1. Daya Tahan yang Lebih Rendah: Salah satu risiko utama dalam memilih alutsista bekas adalah daya tahannya yang mungkin lebih rendah dibandingkan dengan alutsista baru. Meskipun seiring waktu dan penggunaan intensif, performa alutsista bisa menurun. Oleh karena itu, perlu dilakukan evaluasi menyeluruh terkait kondisi fisik, pemeliharaan sebelumnya, dan riwayat penggunaan dari alutsista yang akan dibeli.
2. Potensi Keamanan yang Lebih Tinggi: Keamanan menjadi aspek kritis dalam konteks alutsista militer. Meskipun secara umum alutsista dirancang untuk keamanan, alutsista bekas mungkin memiliki potensi risiko yang lebih tinggi terkait dengan kebocoran informasi, perangkat keamanan yang usang, atau kelemahan sistem yang mungkin telah teridentifikasi oleh pihak asal. Oleh karena itu, evaluasi keamanan menyeluruh dan peningkatan sistem yang diperlukan harus menjadi prioritas.
3. Efek Gentar yang Tidak Optimal: Alutsista, sebagai elemen strategis pertahanan, seharusnya mampu memberikan efek gentar yang signifikan kepada pihak-pihak yang mungkin mengancam keamanan negara. Risiko terkait efek gentar yang tidak optimal dapat berasal dari performa yang menurun, kurangnya teknologi terkini, atau perasaan skeptis dari pihak asing terhadap keandalan alutsista bekas. Oleh karena itu, perlu diupayakan langkah-langkah untuk memastikan bahwa alutsista bekas tetap relevan dan menginspirasi rasa hormat.
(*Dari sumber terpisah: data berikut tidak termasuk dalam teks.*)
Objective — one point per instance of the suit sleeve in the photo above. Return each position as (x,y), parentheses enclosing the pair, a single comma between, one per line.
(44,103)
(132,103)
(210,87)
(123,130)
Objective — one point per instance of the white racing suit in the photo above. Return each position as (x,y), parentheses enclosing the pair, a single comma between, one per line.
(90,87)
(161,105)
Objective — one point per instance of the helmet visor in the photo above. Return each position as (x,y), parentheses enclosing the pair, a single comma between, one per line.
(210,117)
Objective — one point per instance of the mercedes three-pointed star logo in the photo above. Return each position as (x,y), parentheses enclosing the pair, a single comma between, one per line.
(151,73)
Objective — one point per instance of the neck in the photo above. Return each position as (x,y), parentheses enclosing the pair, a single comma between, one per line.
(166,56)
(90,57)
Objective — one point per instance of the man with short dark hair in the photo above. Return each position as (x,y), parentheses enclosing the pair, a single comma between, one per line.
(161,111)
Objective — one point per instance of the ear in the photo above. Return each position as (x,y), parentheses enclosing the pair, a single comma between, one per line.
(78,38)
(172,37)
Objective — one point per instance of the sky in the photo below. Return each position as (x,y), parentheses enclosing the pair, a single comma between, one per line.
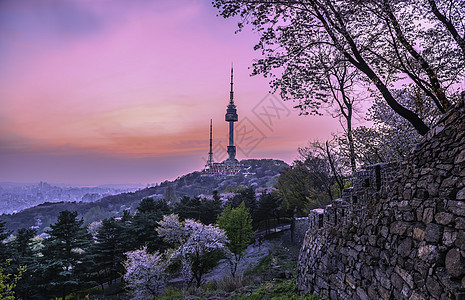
(115,91)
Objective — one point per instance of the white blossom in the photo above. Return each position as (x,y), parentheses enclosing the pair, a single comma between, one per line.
(145,273)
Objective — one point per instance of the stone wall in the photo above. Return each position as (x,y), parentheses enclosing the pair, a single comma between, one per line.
(399,233)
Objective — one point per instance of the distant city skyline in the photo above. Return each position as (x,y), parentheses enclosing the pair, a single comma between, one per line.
(93,93)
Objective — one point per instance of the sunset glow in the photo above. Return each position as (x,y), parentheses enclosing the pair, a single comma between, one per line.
(96,92)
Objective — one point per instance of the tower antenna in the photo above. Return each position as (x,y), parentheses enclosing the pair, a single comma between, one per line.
(210,154)
(231,93)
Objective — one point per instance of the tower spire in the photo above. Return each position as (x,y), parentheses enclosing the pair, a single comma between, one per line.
(210,154)
(231,117)
(231,93)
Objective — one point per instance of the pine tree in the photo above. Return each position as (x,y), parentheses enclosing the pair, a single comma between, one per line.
(237,223)
(25,255)
(144,223)
(108,250)
(65,256)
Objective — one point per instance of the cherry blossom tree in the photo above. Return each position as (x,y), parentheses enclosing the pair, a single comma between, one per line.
(145,273)
(197,247)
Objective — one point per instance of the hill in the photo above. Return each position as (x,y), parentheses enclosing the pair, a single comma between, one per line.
(264,175)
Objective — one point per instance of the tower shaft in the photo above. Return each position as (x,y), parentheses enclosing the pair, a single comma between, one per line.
(231,117)
(210,154)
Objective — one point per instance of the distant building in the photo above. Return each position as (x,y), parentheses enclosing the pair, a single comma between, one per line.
(231,165)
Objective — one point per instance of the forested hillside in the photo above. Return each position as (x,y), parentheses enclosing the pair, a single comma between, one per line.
(265,173)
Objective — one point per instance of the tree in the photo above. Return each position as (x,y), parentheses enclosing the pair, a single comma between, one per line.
(197,247)
(64,258)
(25,255)
(378,38)
(5,252)
(145,273)
(391,137)
(144,222)
(211,209)
(237,223)
(247,196)
(9,281)
(269,205)
(108,250)
(450,14)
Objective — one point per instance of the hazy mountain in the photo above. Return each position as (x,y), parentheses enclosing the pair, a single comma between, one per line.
(264,174)
(15,197)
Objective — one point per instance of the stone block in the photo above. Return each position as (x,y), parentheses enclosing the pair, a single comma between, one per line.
(461,194)
(362,294)
(433,233)
(419,233)
(460,158)
(455,263)
(428,252)
(399,227)
(457,207)
(459,223)
(433,287)
(460,240)
(405,247)
(405,275)
(428,215)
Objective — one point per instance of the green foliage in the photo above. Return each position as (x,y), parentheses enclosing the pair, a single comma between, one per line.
(270,205)
(237,223)
(278,290)
(65,256)
(143,224)
(202,209)
(8,282)
(108,250)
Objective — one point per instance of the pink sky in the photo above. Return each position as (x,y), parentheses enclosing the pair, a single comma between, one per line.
(95,92)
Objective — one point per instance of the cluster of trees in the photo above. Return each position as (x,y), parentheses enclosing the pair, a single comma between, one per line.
(190,236)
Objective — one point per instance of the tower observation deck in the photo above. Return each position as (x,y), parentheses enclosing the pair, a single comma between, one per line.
(231,166)
(231,117)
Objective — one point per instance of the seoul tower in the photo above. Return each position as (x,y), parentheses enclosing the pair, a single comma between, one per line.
(231,117)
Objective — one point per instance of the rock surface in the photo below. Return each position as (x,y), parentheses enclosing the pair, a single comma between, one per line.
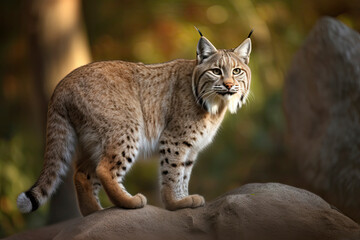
(254,211)
(322,108)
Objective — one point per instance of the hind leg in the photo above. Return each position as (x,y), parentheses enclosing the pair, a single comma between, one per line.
(111,171)
(87,189)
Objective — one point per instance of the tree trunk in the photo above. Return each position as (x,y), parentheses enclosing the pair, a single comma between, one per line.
(58,45)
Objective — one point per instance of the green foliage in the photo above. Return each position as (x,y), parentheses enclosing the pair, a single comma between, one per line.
(249,146)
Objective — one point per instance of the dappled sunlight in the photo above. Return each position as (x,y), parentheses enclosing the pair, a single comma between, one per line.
(250,144)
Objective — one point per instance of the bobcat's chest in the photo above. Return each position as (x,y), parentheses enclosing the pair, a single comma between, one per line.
(204,136)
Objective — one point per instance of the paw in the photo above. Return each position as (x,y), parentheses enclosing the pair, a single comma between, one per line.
(137,201)
(191,201)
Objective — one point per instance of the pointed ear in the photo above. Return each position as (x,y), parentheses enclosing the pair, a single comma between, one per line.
(244,50)
(204,49)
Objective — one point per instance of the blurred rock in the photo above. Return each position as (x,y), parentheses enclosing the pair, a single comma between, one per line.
(254,211)
(322,107)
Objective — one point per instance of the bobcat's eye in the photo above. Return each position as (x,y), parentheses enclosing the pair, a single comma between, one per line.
(216,71)
(236,71)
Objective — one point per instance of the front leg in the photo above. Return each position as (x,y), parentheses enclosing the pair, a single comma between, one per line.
(175,174)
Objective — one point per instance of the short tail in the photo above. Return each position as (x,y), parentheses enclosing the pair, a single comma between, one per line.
(60,146)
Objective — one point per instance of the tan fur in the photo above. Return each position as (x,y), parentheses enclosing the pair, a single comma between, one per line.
(115,110)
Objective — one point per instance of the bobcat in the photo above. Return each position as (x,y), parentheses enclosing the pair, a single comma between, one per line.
(112,111)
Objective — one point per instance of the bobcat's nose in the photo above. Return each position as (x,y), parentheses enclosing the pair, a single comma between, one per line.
(228,84)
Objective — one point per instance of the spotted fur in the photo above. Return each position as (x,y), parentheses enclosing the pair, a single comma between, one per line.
(113,111)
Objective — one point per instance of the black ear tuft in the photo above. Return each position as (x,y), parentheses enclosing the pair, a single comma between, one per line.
(204,49)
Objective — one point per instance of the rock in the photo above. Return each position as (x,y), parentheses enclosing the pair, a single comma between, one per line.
(254,211)
(322,108)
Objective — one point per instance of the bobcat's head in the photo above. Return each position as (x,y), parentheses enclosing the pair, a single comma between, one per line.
(221,77)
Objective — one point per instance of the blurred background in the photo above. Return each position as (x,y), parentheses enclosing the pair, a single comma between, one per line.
(43,40)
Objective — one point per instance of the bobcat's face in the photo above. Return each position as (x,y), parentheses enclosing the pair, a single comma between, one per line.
(222,77)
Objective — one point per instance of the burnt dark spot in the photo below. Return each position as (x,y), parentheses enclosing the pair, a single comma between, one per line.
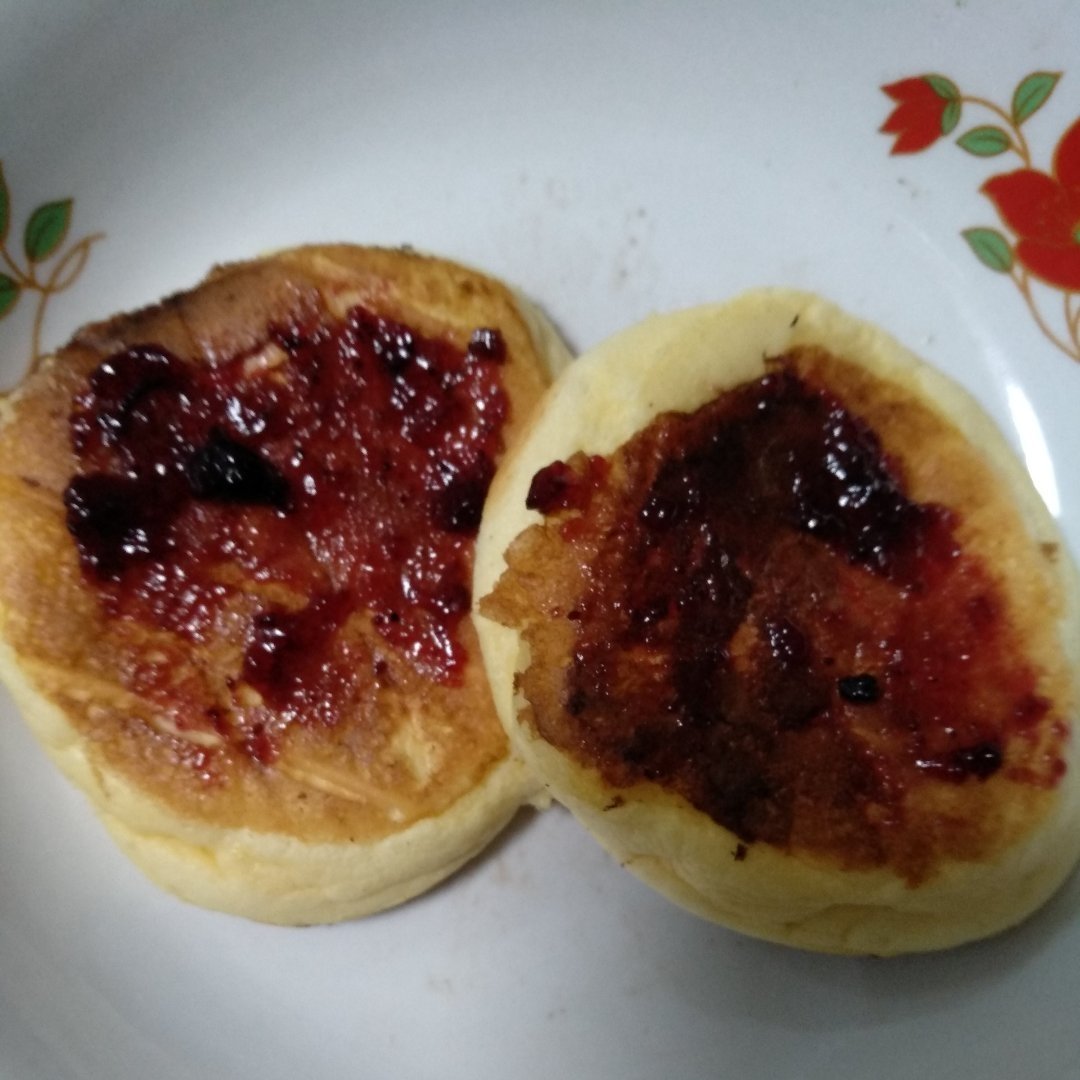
(981,760)
(487,343)
(859,689)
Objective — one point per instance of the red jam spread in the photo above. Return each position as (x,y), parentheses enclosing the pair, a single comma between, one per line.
(337,470)
(772,629)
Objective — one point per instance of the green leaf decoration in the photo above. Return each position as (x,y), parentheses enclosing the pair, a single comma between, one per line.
(985,142)
(1031,94)
(950,116)
(46,229)
(943,88)
(9,294)
(4,206)
(990,248)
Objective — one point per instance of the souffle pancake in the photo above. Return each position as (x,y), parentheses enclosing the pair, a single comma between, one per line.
(771,606)
(235,583)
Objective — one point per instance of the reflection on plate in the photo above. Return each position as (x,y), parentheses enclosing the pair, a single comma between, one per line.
(610,162)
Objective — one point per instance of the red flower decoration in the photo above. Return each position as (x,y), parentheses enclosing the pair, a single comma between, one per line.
(1044,213)
(919,118)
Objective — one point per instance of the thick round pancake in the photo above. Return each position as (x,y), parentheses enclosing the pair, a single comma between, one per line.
(234,589)
(815,684)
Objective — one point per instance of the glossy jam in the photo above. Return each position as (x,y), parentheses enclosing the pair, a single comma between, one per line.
(335,473)
(774,630)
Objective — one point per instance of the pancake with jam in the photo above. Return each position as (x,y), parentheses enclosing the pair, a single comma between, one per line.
(771,607)
(235,586)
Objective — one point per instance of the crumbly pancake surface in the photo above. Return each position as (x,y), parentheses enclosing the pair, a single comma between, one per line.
(796,652)
(241,538)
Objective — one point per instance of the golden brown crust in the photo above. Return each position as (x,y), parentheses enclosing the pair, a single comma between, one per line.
(969,858)
(419,770)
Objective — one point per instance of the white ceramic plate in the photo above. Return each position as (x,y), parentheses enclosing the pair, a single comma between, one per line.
(610,160)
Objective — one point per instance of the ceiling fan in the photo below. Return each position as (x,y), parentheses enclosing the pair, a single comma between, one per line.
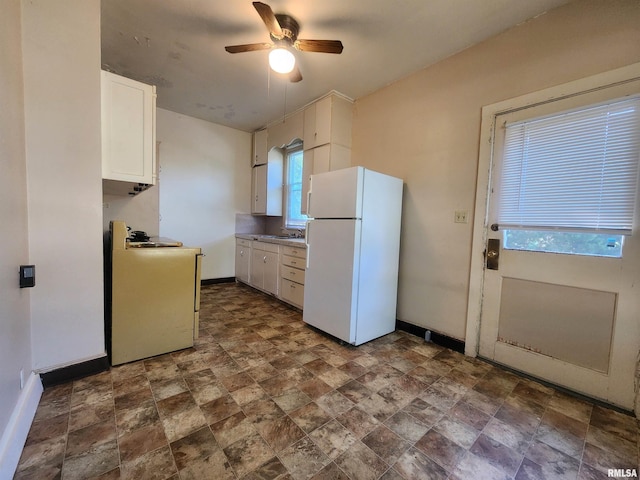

Melihat risiko-risiko tersebut, penting bagi kebijakan pertahanan untuk tidak hanya mempertimbangkan aspek finansial dalam pembelian alutsista bekas. Sebaliknya, evaluasi menyeluruh terhadap daya tahan, keamanan, dan efek gentar harus menjadi pijakan utama dalam proses pengadaan. Oleh karena itu, penelitian, pengujian, dan perbaikan yang cermat menjadi langkah-langkah esensial untuk meminimalkan risiko dan memastikan bahwa alutsista bekas dapat memberikan kontribusi maksimal bagi pertahanan negara.
Tren Pembelian Alutsista Bekas: Kiat Bijak di Dunia Pertahanan
Begitu banyak negara di jagad raya ini yang tak segan memilih jalur bijak dengan membeli alutsista bekas sebagai solusi pertahanan mereka. Dari pesawat gagah, kapal laut yang megah, hingga tank-tank garang, berikut beberapa contoh negara yang telah sukses mengeksekusi kebijakan ini:
1. Indonesia, sebagai salah satu negara dengan kebijakan pertahanan yang dinamis, telah melibatkan diri dalam pembelian alutsista bekas. Pesawat tempur F-16 dari Amerika Serikat, kapal selam dari Jerman, dan tank dari Inggris menjadi perwujudan dari kebijakan ini.
2. India, dengan tekadnya untuk menjaga kedaulatan wilayahnya, telah memilih jalur serupa. Mereka memperoleh pesawat tempur MiG-29 dari Rusia, kapal selam Kilo dari Rusia, dan tank T-72, semuanya berstatus bekas tapi tetap memiliki daya gedor yang mumpuni.
3. Israel, negara yang selalu mewaspadai ancaman di sekitarnya, juga ikut meramaikan tren pembelian alutsista bekas. Pesawat tempur F-16 dari Amerika Serikat, kapal selam Dolphin dari Jerman, dan tank Merkava bukan hanya mencerminkan kebijakan pertahanan, tetapi juga kelincahan diplomasi Israel di dunia internasional.
4. Arab Saudi, dengan segala kekayaan minyaknya, juga tak segan-sedikitnya untuk melibatkan diri dalam pembelian alutsista bekas. Pesawat tempur F-15 dari Amerika Serikat, kapal induk USS Enterprise dari Amerika Serikat, dan tank Abrams menegaskan bahwa kebijakan ini juga menjadi bagian integral dari pertahanan mereka.
5. Yunani, dengan sejarah kejayaan militer klasiknya, ikut serta dalam tren pembelian alutsista bekas. Pesawat tempur Mirage 2000 dari Prancis, kapal selam Type 212 dari Jerman, dan tank Leopard 2 dari Jerman, semuanya menjadi pilihan bijak bagi Yunani dalam menghadapi dinamika keamanan di kawasan mereka.
Tak hanya kelima negara tersebut, banyak lagi negara di pelosok dunia yang menapaki jalur serupa. Alasan di balik tren ini tak lain adalah alternatif yang lebih ekonomis, terutama bagi negara-negara yang memiliki keterbatasan anggaran pertahanan.